After BuzzFeed News reached out to Nextdoor about the removal of posts, a member of the company’s support team emailed Hailey apologizing for removing his comment.

“While #BlackLivesMatter is a national movement, we made a decision to allow discussion of this in the newsfeed because it has important implications at the neighborhood level. Because this is a recent change, there is some confusion on the platform, and many members may not realize that it is OK for discussion of this topic to be in the newsfeed,” the member wrote.

In nearby Oakland, Deleana Seymour, a 47-year-old consultant, said she was suspended from the platform for 48 hours for calling out what she termed “racists on Nextdoor,” who made charged comments about the protests and rioting that took place there.

“You’re definitely showing your ‘panties’ more than usual over the protests,” she wrote in her post. “We SEE you.”

Within hours, Seymour’s comment was flagged by community leads for violating rules about keeping conversations “civil and respectful.” It was the first time she’s ever had a comment removed, she told BuzzFeed News, noting that she had previously been a Nextdoor lead in another community before moving to a different neighborhood within Oakland.

“People of color get their comments reported on quite a bit,” Seymour said. “If you call out racism or intolerance, you’re going to get reported.”

She said that she had previously experienced a pattern of racial profiling on the platform.

“A lot of people’s main goal on Nextdoor is to report so-called suspicious people in the neighborhood,” Seymour said. “They’re always African American and they always look ‘suspicious.’ These things happen to my son in his own neighborhood.”

In Southern California, two residents in the Santa Monica area told BuzzFeed News that their comments in favor of Black Lives Matter and the ousting of Los Angeles Police Chief Michel Moore after his controversial comments over the death of George Floyd had been removed.

One woman, who declined to be named, said that leads in her neighborhood circles kept deleting her post on “recalling the chief of police.” Frustrated, she could not understand the reasoning behind it, or how her remark violated Nextdoor’s policies.

And while the dissonance between the platform’s professed values and its moderators’ actions was pronounced early this week, there were signs that the two had drawn closer to each other.

After going back and forth with her community leader, Nextdoor restored Huston’s post on Tuesday.

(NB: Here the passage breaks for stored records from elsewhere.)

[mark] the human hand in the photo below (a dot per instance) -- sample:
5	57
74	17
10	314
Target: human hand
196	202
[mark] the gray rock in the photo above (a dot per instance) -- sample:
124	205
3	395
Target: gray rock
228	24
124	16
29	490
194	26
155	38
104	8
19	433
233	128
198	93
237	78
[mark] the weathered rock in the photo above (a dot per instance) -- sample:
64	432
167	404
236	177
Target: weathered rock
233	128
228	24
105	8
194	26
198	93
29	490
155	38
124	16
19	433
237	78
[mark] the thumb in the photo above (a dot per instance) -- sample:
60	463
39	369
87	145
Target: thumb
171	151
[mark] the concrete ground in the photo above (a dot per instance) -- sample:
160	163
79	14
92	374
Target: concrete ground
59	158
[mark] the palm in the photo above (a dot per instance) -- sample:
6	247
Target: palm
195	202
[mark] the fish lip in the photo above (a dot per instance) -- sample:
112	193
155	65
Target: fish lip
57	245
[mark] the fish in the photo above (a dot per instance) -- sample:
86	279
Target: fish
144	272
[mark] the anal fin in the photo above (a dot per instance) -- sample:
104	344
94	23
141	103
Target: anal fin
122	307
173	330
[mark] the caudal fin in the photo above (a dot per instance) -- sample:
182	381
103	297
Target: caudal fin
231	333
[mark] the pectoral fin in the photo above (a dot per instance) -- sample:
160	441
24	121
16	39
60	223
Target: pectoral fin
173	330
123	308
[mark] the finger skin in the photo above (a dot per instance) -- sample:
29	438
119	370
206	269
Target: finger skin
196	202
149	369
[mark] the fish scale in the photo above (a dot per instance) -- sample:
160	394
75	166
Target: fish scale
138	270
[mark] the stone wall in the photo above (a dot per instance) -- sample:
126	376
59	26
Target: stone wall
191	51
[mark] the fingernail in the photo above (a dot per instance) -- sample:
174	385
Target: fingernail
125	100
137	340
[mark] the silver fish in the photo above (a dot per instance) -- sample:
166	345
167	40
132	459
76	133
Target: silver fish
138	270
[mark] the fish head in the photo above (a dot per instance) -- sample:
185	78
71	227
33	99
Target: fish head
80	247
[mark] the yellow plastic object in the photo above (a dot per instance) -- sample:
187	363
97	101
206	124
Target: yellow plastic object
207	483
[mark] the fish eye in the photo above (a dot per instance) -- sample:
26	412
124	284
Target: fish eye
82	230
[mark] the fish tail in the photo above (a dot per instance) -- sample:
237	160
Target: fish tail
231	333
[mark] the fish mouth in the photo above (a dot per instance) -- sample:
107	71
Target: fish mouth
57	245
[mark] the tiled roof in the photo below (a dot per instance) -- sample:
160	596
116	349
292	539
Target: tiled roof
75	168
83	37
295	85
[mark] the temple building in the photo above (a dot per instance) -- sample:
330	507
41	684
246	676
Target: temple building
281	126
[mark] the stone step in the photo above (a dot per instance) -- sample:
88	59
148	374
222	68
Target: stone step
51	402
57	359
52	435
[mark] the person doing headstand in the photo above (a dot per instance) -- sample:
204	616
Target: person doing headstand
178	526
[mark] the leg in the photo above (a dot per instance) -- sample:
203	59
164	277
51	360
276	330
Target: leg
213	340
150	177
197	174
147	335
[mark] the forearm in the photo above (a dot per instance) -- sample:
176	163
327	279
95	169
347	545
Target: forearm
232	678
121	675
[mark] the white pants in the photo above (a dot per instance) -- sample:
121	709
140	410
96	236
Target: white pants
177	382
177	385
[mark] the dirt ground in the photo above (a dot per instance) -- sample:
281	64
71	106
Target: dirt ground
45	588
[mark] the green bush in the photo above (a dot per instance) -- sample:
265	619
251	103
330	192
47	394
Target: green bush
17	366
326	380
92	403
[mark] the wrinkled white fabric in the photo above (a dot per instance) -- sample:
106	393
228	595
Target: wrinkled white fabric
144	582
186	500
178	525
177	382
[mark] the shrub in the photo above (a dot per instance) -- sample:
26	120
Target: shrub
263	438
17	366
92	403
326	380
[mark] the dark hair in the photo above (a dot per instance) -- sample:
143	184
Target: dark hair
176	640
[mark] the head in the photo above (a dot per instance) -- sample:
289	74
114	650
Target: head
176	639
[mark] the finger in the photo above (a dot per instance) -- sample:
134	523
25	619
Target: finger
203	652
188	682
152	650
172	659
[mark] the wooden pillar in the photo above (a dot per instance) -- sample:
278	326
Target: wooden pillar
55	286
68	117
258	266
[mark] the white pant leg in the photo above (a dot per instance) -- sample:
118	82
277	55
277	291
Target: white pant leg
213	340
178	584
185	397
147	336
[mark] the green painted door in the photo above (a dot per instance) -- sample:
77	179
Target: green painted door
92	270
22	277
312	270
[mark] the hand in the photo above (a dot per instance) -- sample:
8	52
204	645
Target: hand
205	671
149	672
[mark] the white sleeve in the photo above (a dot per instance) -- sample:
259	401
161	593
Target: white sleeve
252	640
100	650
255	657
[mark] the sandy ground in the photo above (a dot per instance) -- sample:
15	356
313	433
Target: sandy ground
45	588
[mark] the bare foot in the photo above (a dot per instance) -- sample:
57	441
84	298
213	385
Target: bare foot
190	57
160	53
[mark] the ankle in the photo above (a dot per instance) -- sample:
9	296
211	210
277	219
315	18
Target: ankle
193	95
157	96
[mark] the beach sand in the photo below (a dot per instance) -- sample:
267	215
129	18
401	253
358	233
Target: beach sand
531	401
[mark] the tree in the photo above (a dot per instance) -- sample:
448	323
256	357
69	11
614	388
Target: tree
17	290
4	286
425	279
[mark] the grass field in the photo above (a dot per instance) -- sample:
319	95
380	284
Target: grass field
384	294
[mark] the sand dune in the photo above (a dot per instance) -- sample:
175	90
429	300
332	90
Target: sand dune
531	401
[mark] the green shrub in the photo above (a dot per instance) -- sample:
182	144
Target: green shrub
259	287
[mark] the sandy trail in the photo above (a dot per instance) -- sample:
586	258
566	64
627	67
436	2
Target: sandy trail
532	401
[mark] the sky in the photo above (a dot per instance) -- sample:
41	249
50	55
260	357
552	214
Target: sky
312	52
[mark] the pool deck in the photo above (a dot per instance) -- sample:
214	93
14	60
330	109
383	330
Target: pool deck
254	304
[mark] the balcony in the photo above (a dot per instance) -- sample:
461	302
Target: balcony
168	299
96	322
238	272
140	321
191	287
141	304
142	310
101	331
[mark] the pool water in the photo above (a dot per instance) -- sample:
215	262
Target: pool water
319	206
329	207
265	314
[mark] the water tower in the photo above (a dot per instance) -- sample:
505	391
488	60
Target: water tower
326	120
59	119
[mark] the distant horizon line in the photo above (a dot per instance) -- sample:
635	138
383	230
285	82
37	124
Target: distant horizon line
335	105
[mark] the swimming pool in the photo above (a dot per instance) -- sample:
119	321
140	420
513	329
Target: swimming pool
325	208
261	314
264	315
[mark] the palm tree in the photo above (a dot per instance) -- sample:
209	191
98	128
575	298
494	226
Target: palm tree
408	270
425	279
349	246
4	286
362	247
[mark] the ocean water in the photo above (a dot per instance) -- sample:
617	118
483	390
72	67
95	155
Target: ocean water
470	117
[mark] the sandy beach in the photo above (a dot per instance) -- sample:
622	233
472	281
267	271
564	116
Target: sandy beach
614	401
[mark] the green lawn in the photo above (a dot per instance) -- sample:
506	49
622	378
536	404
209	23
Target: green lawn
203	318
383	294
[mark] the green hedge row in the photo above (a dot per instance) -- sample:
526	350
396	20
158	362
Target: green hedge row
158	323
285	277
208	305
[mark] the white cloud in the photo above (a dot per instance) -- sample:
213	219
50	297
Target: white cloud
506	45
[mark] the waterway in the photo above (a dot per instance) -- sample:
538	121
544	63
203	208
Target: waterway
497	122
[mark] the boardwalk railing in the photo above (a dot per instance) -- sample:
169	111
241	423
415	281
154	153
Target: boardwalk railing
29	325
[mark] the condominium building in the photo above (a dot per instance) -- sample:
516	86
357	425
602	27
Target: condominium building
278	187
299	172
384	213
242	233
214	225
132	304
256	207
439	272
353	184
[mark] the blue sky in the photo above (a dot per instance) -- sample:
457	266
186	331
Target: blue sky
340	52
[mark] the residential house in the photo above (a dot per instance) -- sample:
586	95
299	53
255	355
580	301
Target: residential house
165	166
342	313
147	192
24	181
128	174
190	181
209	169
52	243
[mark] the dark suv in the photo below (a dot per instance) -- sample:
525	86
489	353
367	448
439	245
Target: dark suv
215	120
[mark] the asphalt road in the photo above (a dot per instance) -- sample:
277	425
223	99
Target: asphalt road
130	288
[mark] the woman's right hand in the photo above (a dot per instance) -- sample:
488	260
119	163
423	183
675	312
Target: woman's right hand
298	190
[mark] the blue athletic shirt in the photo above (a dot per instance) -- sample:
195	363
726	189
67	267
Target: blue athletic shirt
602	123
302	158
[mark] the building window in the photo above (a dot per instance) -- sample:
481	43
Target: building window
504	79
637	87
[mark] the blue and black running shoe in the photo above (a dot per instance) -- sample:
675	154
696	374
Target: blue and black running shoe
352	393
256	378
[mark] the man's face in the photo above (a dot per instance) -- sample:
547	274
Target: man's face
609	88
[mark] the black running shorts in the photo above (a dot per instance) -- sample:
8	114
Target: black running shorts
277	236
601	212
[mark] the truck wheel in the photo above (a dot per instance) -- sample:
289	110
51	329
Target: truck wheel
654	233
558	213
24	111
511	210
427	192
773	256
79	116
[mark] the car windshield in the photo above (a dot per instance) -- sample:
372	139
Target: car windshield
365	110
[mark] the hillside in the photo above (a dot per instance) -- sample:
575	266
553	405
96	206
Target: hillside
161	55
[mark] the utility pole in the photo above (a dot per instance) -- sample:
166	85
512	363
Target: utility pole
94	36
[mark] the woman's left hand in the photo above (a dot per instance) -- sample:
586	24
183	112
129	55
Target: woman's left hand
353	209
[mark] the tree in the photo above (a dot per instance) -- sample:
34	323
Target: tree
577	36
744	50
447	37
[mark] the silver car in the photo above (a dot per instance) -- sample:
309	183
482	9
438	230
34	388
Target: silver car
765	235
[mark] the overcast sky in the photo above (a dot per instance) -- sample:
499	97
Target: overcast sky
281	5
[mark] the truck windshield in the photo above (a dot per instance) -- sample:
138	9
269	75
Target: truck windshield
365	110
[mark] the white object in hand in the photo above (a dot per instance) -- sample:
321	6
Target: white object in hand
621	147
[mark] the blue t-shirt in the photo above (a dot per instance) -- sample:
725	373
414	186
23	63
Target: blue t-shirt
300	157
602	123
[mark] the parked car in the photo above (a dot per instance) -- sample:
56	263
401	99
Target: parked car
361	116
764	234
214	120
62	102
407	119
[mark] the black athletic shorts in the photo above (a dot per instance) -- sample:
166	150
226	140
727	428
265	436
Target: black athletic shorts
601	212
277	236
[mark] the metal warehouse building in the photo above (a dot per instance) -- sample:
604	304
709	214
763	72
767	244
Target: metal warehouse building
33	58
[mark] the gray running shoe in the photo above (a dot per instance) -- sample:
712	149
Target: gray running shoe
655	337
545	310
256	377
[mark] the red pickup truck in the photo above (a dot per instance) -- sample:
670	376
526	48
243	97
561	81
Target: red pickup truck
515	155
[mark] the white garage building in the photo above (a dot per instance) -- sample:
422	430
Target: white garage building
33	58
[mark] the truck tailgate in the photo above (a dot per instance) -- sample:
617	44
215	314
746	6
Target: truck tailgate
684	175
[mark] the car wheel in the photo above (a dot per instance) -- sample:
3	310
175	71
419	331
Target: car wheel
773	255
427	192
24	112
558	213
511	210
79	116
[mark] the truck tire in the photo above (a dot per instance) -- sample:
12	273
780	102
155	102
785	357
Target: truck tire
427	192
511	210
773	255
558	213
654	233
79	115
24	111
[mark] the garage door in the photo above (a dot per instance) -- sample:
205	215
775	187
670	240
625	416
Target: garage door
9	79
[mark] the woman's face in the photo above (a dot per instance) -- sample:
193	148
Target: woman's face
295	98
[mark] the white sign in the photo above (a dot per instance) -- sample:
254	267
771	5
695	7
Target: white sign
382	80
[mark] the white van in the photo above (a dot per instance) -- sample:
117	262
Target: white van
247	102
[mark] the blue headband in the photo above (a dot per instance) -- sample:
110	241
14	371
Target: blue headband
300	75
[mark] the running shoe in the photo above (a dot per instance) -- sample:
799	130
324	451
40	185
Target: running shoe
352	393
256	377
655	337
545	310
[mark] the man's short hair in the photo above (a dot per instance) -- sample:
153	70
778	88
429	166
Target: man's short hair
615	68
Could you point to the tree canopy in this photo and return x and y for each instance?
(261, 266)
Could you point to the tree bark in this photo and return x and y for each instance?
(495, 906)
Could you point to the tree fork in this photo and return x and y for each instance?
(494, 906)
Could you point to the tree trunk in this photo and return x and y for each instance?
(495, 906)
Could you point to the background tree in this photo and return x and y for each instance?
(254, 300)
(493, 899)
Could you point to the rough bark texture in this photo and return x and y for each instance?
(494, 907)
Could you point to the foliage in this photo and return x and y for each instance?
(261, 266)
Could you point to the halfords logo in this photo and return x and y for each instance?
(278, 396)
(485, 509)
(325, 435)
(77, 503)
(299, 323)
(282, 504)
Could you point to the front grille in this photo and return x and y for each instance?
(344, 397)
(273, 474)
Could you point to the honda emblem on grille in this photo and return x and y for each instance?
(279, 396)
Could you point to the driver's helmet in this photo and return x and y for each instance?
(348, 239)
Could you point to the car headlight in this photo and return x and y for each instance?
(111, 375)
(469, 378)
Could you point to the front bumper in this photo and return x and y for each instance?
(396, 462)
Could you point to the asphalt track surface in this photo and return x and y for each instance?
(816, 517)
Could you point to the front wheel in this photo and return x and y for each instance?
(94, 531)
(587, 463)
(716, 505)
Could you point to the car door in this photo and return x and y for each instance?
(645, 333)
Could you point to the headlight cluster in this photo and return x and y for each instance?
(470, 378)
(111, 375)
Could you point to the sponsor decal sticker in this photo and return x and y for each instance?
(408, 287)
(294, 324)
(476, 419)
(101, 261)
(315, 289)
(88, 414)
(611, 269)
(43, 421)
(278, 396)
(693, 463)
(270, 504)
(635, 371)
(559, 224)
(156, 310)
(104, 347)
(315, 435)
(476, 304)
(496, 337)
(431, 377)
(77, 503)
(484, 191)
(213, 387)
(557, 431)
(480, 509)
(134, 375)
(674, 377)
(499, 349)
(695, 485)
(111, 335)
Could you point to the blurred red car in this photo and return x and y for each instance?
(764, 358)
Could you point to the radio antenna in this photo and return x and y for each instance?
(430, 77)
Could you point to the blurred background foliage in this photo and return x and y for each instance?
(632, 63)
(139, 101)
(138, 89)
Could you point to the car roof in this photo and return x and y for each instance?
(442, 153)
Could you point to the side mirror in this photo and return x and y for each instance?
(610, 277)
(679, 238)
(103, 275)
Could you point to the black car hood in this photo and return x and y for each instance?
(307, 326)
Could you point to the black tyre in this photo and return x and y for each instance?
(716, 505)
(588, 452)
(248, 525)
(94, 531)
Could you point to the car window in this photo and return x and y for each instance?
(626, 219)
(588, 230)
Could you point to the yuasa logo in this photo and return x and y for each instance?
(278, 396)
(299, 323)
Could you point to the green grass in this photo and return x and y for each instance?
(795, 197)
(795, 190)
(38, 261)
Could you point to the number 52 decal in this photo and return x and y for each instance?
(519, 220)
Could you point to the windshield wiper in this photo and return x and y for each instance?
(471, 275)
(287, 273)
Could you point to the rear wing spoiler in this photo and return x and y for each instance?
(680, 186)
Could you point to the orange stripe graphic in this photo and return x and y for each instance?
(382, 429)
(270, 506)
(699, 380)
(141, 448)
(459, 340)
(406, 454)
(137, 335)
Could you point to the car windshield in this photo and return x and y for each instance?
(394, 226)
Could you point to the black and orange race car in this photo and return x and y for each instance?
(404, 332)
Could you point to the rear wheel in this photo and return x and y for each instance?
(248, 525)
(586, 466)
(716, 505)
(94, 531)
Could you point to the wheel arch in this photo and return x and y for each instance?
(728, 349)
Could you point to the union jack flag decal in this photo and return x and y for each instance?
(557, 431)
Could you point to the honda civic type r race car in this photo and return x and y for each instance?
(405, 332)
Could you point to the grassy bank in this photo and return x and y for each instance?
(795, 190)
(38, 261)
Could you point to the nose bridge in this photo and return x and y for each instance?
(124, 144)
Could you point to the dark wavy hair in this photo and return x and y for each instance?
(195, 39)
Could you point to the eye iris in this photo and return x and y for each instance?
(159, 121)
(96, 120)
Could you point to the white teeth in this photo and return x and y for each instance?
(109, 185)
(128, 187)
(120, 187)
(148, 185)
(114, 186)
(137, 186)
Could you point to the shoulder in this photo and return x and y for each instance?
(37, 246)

In a message, the community leader told her that corporate leadership “may agree with you and reinstate your post.”

By Wednesday, Huston’s Nextdoor app was pinging with new comments from dozens of people, thanking her for her message, expressing relief that it had been restored, and asking how they could help.

“I got a lot of positive messages from the community. One person wrote, ‘Thank God. Finally! Where has this been?’” she said. “It helped start a conversation about race and allowed us to be able to talk about it freely — with no censoring.”